WASHINGTON — Top lawyers representing a half-dozen Republican-led states sued the Biden administration in federal court Thursday over its student loan forgiveness plan, seeking to block its expected implementation next month.
The states — Nebraska, Missouri, Arkansas, Iowa, Kansas and South Carolina — jointly filed a 36-page complaint in the U.S. District Court for the Eastern District of Missouri, the second legal challenge this week against President Joe Biden's debt cancellation plan.
Their lawsuit echoes some of the arguments made in a complaint filed Tuesday in Indiana by a lawyer who works for a conservative-learning law firm.
Attorneys general or solicitors general from the six states argued in the suit that the president's plan violates the separation of powers and a law that dictates how federal agencies can craft regulations. They also predicted that it will financially harm them, saying, for example, that the mass debt cancellation would cost Nebraska, Iowa, Kansas and South Carolina tax revenue.
"In addition to being economically unwise and downright unfair, the Biden Administration’s Mass Debt Cancellation is yet another example in a long line of unlawful regulatory actions," they wrote. "No statute permits President Biden to unilaterally relieve millions of individuals from their obligation to pay loans they voluntarily assumed."
They pointed to remarks House Speaker Nancy Pelosi, D-Calif., made in 2021 in which she stated that the president didn't have the authority to authorize a mass cancellation of student debt without congressional action. When Biden announced the plan in late August, however, Pelosi applauded the move, calling it "a strong step in Democrats’ fight to expand access to higher education and empower every American to reach fulfillment."
The lawyers also questioned the Biden administration's reliance on a 2003 law as its justification for the president's unilateral action to wipe away debt for millions of people. The post-9/11 federal measure was aimed at helping military servicemembers by giving the education secretary power to waive certain rules connected to student loan programs during wars or a national emergency.

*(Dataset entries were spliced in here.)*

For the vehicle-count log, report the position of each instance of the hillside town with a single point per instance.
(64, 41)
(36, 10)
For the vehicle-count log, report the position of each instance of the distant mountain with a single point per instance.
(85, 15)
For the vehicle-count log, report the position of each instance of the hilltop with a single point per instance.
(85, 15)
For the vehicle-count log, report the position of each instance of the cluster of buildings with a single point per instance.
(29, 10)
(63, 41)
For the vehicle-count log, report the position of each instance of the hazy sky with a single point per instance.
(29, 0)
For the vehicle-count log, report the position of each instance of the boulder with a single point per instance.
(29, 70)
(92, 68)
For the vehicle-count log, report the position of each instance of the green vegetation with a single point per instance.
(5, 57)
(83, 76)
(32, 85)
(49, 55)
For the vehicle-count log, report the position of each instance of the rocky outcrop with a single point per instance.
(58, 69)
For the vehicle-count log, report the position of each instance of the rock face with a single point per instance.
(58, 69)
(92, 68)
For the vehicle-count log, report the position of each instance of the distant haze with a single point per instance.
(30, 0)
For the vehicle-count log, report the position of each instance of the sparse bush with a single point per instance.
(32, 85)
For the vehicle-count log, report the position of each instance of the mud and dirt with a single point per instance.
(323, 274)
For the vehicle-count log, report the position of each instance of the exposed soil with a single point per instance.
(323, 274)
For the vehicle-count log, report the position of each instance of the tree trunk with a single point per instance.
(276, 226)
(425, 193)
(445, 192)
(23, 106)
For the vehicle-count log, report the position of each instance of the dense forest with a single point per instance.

The Biden administration used the law for the debt cancellation because officials have suggested that the relief is needed to alleviate the economic effects of the Covid pandemic.
"It is inconceivable, when it passed the HEROES Act, that Congress thought it was authorizing anything like the Administration’s across-the-board debt cancellation, which will result in around half a trillion dollars or more in losses to the federal treasury," the lawsuit said.
The lawyers also argued that the administration's justification is nonsensical because Biden recently declared in a CBS News "60 Minutes" interview that the pandemic was over.
The six states want the court to permanently prohibit implementation and enforcement of the president's plan. While Iowa's attorney general, Tom Miller, is a Democrat, the state is led by Republican Gov. Kim Reynolds.
In a statement to NBC News, White House assistant press secretary Abdullah Hasan said, "Republican officials from these six states are standing with special interests, and fighting to stop relief for borrowers buried under mountains of debt. The President and his Administration are lawfully giving working and middle class families breathing room as they recover from the pandemic and prepare to resume loan payments in January."
Under Biden's plan, borrowers who earn less than $125,000 a year, or $250,000 for couples who file taxes jointly, will be eligible for debt cancellation. Pell Grant recipients, who make up the majority of student loan borrowers, will be eligible for an additional $10,000 in debt relief, for a total of $20,000.
The nonpartisan Congressional Budget Office on Monday estimated Biden's plan would cost about $400 billion, while the Department of Education on Thursday said the price tag would be closer to $379 billion.
The Department of Education is expected to make the application to seek the relief available to borrowers starting in October.